The experiments showed that the use of ACN (0.4% FA) as the extraction solvent offered a better lysed sample versus the other extraction solvents where the sample became a solid mass. The AOAC buffered salts yielded the cleanest extract, visually and was chosen to be used with the d-SPE containing 50 mg PSA, 150 mg MgSO4 for the extraction of the pharmaceuticals in whole blood. Typical chromatogram shown in Figure 1 is the analysis of a 10 ng/mL whole blood sample after mini-QuEChERS procedure.

Figure 1: LC–MS-MS chromatograms of 10 ng/mL spiked whole blood sample after mini-QuEChERS extraction; AOAC (NaAc) and d-SPE (PSA).

Method Parameters

Flow Rate: 0.4 mL/min

Mobile Phase: A: 5 mM Ammonium acetate, pH 5; 20:80 MeOH:Water;

B: 5 mM Ammonium Acetate in ACN

Column: Poroshell 120 EC-18, 2.7 μm, 2.1 × 100 mm

Injection: 10 μL

Instrument: Agilent LC 1200, 6460 LC–MS-MS, positive mode,

GT (°C): 300

GF (l/min): 7

Nebulizer (psi): 40

SGT (°C): 400

SFG (l/min): 12

Capillary (V): 3500

NV (V): 500

Gradient: 20 to 75% B over 5.5 min

The mini-QuEChERS approach has shown to be a viable sample preparation technique for the analysis of pharmaceuticals in biologicals like whole blood as shown with average recoveries > 90% and 7% RSDs for 50–100 ng/mL, in Table II.

Table II: Recovery and reproducibility

Conclusion

The mini-QuEChERS sample preparation is a simple, easy, and cost effective approach, requiring minimal sample preparation expertise, solvent, equipment, and is a green technology. The mini-QuEChERS approach for the extraction of pharmaceuticals from whole blood offers an alternative sample preparation technique that is easily implemented into laboratories. Poroshell 120 is an excellent column choice for this analysis, in part because it has standard 2 μm frits and is more forgiving for more complex samples relative to a sub-2 μm column. It has mass transfer such that it acts very much like a sub-2 μm particle LC column, but doesn't have the back pressure. The efficient mass transfer equates with faster analysis time and higher throughput, with optimum resolution.

References

(1) M. Anastassiades, S.J. Lehotay, D. Stajnbaher, and F.J. Schenk, J. AOAC Int. 86, 4121 (2003).

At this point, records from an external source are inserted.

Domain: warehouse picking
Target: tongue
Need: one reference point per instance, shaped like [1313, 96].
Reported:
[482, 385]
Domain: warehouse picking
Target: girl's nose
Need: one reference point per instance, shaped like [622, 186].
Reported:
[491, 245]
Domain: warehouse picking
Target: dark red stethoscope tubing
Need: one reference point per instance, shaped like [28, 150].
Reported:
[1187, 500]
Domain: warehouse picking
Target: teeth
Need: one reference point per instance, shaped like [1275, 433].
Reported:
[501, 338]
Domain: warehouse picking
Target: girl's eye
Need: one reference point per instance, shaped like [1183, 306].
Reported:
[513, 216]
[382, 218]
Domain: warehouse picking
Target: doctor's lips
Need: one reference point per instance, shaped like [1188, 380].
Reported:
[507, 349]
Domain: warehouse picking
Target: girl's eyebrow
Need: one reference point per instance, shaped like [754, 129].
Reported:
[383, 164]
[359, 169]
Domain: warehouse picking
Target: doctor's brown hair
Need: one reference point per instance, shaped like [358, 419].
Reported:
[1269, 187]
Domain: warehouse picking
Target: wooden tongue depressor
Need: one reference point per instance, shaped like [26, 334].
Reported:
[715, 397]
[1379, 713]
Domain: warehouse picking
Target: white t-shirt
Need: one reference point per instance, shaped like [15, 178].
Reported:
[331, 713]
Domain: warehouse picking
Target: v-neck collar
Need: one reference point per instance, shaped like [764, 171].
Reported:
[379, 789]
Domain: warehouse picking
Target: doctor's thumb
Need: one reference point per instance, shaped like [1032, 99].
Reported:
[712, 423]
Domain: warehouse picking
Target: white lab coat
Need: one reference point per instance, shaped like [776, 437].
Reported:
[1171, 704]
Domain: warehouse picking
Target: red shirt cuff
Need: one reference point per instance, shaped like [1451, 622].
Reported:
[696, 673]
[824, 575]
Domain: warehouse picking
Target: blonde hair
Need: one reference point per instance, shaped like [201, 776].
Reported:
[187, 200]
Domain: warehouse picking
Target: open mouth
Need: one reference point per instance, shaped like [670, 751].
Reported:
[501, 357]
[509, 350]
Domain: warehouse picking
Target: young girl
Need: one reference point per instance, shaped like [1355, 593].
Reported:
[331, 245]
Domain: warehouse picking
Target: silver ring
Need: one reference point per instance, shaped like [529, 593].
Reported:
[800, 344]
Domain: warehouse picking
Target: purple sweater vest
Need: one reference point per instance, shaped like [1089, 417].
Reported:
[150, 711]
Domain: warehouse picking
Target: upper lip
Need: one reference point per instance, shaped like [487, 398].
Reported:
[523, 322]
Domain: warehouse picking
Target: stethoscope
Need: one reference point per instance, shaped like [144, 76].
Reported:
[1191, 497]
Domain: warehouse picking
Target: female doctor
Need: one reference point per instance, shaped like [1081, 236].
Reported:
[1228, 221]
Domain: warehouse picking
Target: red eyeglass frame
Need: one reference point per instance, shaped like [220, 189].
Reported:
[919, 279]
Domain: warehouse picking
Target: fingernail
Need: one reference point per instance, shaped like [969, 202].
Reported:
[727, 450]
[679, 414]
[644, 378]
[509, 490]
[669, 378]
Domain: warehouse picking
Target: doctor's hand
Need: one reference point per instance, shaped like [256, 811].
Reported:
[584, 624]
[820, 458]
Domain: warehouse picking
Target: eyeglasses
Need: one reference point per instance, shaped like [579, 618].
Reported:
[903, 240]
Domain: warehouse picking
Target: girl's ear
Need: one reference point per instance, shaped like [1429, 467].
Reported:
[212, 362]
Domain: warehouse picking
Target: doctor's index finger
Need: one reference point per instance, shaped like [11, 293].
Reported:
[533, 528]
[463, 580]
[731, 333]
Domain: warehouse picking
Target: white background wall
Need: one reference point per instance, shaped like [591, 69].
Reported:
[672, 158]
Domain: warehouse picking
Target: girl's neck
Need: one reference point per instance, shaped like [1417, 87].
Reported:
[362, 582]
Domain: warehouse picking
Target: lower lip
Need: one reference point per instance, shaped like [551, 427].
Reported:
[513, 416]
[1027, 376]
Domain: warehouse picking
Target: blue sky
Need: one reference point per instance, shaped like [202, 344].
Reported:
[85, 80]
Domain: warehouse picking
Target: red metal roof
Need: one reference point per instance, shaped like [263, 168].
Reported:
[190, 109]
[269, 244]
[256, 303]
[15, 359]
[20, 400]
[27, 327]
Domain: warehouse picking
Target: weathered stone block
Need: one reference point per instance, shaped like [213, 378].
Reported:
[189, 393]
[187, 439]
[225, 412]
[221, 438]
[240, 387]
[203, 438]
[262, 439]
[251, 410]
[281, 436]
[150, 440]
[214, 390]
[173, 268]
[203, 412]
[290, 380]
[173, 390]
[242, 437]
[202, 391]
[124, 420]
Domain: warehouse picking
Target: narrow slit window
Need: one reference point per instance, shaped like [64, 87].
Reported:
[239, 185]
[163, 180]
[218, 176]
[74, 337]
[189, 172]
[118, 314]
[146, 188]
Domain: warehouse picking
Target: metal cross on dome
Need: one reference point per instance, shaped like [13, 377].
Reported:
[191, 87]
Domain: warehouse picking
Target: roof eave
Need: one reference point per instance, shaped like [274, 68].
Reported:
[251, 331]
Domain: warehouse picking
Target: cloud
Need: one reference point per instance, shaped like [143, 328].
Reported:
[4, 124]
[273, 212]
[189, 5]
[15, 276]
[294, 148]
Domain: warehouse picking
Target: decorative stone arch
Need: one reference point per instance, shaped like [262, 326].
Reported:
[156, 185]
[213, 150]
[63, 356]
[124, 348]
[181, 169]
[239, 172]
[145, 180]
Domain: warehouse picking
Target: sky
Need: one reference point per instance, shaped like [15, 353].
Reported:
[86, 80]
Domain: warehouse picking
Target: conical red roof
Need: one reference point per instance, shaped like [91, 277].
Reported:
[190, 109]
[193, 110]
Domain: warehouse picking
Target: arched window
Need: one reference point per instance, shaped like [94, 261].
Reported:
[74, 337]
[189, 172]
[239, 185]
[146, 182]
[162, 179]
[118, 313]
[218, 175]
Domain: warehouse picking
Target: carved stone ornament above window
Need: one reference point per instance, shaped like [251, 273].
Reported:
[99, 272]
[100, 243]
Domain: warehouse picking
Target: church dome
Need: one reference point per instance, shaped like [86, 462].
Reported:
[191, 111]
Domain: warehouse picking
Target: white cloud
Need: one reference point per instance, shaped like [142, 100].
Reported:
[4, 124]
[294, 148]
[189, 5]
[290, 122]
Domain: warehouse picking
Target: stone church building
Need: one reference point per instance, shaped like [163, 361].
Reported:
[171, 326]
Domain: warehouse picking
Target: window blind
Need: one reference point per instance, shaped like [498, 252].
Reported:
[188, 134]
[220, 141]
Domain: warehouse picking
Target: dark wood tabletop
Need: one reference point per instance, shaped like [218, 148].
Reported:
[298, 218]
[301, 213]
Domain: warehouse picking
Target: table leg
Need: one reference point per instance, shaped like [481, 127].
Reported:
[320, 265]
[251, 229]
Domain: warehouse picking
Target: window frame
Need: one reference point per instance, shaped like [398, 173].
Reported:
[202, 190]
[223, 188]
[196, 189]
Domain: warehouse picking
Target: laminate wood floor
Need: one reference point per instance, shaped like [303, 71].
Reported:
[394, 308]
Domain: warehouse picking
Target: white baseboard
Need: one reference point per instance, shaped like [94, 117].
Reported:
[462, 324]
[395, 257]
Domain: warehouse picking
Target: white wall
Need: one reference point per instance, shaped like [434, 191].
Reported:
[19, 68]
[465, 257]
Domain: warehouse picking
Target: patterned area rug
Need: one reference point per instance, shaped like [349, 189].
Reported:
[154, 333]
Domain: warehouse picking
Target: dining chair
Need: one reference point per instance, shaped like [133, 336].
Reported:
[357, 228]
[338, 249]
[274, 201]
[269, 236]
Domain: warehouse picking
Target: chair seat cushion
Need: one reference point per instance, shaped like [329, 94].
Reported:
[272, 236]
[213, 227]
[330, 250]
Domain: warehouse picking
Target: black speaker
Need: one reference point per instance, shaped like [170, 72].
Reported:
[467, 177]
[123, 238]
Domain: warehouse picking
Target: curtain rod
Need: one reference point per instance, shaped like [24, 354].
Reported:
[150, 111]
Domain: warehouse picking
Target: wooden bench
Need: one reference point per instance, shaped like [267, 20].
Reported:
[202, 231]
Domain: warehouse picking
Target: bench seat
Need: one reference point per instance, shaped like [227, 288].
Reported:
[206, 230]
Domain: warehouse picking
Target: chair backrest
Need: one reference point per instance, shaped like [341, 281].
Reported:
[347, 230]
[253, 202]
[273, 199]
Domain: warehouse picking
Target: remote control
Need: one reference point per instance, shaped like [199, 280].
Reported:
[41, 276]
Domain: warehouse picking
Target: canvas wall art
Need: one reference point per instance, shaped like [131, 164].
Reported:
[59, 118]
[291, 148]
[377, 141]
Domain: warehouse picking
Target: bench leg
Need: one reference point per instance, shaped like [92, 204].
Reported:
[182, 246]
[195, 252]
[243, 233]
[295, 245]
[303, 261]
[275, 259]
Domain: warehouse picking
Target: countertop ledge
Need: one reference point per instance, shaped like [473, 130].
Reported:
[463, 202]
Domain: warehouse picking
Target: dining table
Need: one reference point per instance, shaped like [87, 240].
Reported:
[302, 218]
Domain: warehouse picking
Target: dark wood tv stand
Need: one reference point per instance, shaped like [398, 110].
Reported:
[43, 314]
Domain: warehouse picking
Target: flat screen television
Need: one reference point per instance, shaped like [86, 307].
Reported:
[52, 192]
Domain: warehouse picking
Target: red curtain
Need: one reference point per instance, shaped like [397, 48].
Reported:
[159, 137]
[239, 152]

(2) G. Stubbings and T. Bigwood, Anal. Chim. Acta 637, 68 (2009).

(3) R.R. Rasmussen, I.M.L.D. Storm, P.ZH. Rasmussen, J. Smedsgaard, and K.F. Nielsen, Anal. Bioanal. Chem. 397, 765 (2010).

(4) D. Smith and K. Lynam, GC/μECD analysis and confirmation of PCBs in fish tissue with Agilent J&W DB-35ms and DB-XLB GC columns Agilent Technologies, 5990-6236EN, (2010).

(5) F. Plössl, M. Giera, and F. Bracher, J. Chrom. A 1135, 19 (2006).